PEOPLE living near a huge pile of unknown contaminants near Keynsham are urging Bath and North East Somerset Council to take action amid fears children will be “at risk” if they access the site.

Near Queen Charlton, south west of Keynsham, a huge site of outbuildings half-submerged in water, anaerobic digesters built without correct planning permission, and a quarry filled with so much unknown material that it now looms six metres above the ground, is causing concern to its neighbours.

The site, which is bigger than the village of Queen Charlton itself, has been disowned by the company who owned it and now nobody is keeping the dangerous site secure, neighbours say.

Rob Duff, of Protect Our Keynsham Environment, a group of local residents calling for the site to be made safe, said: “I have been a town planner since 1983 and this is the worst site in the green belt I have ever come across.”

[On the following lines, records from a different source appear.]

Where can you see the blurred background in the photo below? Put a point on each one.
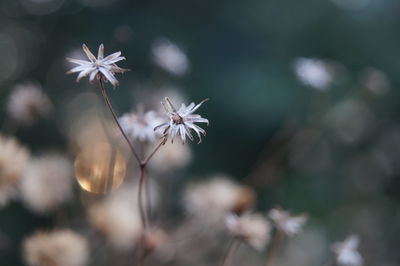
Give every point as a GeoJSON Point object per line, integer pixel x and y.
{"type": "Point", "coordinates": [304, 104]}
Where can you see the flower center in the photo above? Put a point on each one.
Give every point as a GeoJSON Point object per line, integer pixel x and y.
{"type": "Point", "coordinates": [177, 118]}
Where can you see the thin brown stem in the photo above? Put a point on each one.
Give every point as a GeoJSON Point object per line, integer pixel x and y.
{"type": "Point", "coordinates": [145, 161]}
{"type": "Point", "coordinates": [142, 209]}
{"type": "Point", "coordinates": [233, 246]}
{"type": "Point", "coordinates": [109, 105]}
{"type": "Point", "coordinates": [275, 246]}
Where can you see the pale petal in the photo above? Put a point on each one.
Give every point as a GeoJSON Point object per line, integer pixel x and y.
{"type": "Point", "coordinates": [114, 60]}
{"type": "Point", "coordinates": [109, 76]}
{"type": "Point", "coordinates": [197, 106]}
{"type": "Point", "coordinates": [182, 133]}
{"type": "Point", "coordinates": [100, 54]}
{"type": "Point", "coordinates": [93, 75]}
{"type": "Point", "coordinates": [78, 61]}
{"type": "Point", "coordinates": [88, 53]}
{"type": "Point", "coordinates": [197, 120]}
{"type": "Point", "coordinates": [112, 56]}
{"type": "Point", "coordinates": [83, 74]}
{"type": "Point", "coordinates": [79, 69]}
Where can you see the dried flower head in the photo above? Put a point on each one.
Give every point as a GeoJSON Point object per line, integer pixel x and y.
{"type": "Point", "coordinates": [27, 102]}
{"type": "Point", "coordinates": [100, 67]}
{"type": "Point", "coordinates": [13, 159]}
{"type": "Point", "coordinates": [57, 248]}
{"type": "Point", "coordinates": [347, 253]}
{"type": "Point", "coordinates": [170, 57]}
{"type": "Point", "coordinates": [47, 182]}
{"type": "Point", "coordinates": [251, 228]}
{"type": "Point", "coordinates": [214, 198]}
{"type": "Point", "coordinates": [182, 121]}
{"type": "Point", "coordinates": [140, 125]}
{"type": "Point", "coordinates": [290, 225]}
{"type": "Point", "coordinates": [313, 72]}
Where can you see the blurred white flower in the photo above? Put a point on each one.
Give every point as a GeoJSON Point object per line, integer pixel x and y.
{"type": "Point", "coordinates": [313, 72]}
{"type": "Point", "coordinates": [347, 253]}
{"type": "Point", "coordinates": [251, 228]}
{"type": "Point", "coordinates": [118, 218]}
{"type": "Point", "coordinates": [140, 125]}
{"type": "Point", "coordinates": [182, 121]}
{"type": "Point", "coordinates": [215, 198]}
{"type": "Point", "coordinates": [100, 67]}
{"type": "Point", "coordinates": [27, 102]}
{"type": "Point", "coordinates": [47, 182]}
{"type": "Point", "coordinates": [170, 57]}
{"type": "Point", "coordinates": [13, 159]}
{"type": "Point", "coordinates": [56, 248]}
{"type": "Point", "coordinates": [290, 225]}
{"type": "Point", "coordinates": [170, 157]}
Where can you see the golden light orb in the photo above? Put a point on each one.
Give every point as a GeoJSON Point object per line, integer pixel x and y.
{"type": "Point", "coordinates": [100, 168]}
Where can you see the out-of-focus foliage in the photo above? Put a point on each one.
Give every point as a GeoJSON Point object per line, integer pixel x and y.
{"type": "Point", "coordinates": [304, 102]}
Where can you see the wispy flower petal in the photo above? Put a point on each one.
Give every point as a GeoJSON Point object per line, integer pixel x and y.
{"type": "Point", "coordinates": [182, 121]}
{"type": "Point", "coordinates": [99, 67]}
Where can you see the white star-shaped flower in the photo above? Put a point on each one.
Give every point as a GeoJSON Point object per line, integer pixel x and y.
{"type": "Point", "coordinates": [100, 67]}
{"type": "Point", "coordinates": [182, 121]}
{"type": "Point", "coordinates": [252, 228]}
{"type": "Point", "coordinates": [287, 223]}
{"type": "Point", "coordinates": [346, 252]}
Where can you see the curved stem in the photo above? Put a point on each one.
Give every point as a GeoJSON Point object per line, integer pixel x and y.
{"type": "Point", "coordinates": [145, 161]}
{"type": "Point", "coordinates": [274, 247]}
{"type": "Point", "coordinates": [142, 209]}
{"type": "Point", "coordinates": [109, 105]}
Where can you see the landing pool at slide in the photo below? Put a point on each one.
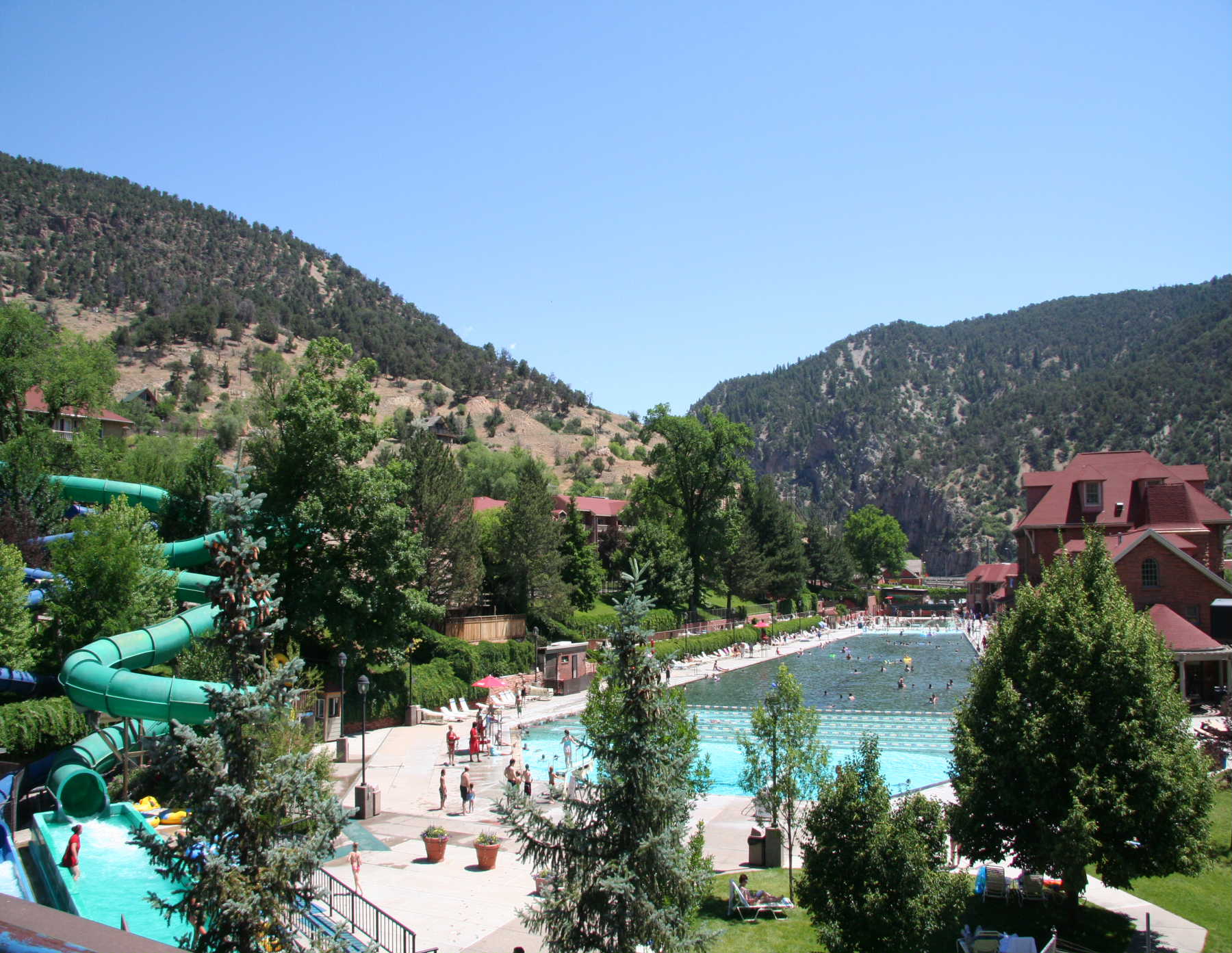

Jacob Rees-Mogg, Dan Norris, and Edmund Cannon — who are all vying to be elected the area’s MP on July 4 for the Conservative, Labour, and Green parties respectively — were among the estimated 30 people who held a protest outside the gates to the site on Wednesday, June 5, calling on B&NES Council to take action.

Mr Duff told the protest: “We don’t know what was tipped over there in the big hill. We don’t know what contaminants are there other than we know asbestos was tipped and woodchip. Other than that, it was uncontrolled.”

“We are a kilometre from Keynsham, we are only yards from houses.

“So the residents here would like to know what’s on there. They would like the council to take action and investigate the site under environmental protection act powers and if possible involve the Environment Agency and either tell residents ‘its safe, we’ve cleaned it up , everything’s gone’, or make it secure.”

A statement from the group added: “There is strong evidence in court documents and planning documents which refer to asbestos being deposited or found on the site. We won’t know for sure until B&NES Council does an inspection.”

Signs on the gates read; ‘Danger: Deep water’ and ‘Caution: Guard dogs on patrol’, but nobody appears to be guarding the site. Campaigners said that the company which owned the site has now dissolved, passing ownership of the site to the crown.

“The crown will not act, they will not take responsibility of the site because they don’t have to take responsibility of the site. The land has literally fallen on them because the owners have gone away, the company has gone away.

“The only way this site is going to be made safe is if Bath and North East Somerset act and here, on behalf of the residents.

“Come and have a look at the site, come and investigate it, and please help the residents ensure that they are safe, their children are safe, and the whole area is safe for the future.”

A spokesperson for Bath and North East Somerset Council said: “We have taken planning enforcement action by issuing an Enforcement Notice requiring the removal of the unauthorised anaerobic digester facility on the site. This notice remains in effect on the land and would bind any subsequent owner of the land.

“We are also considering taking further planning enforcement action in relation to the unauthorised waste deposited on the land.

“Despite their differing political views, the candidates for North East Somerset and Hanham who attended the protest were unanimous that action should be taken.”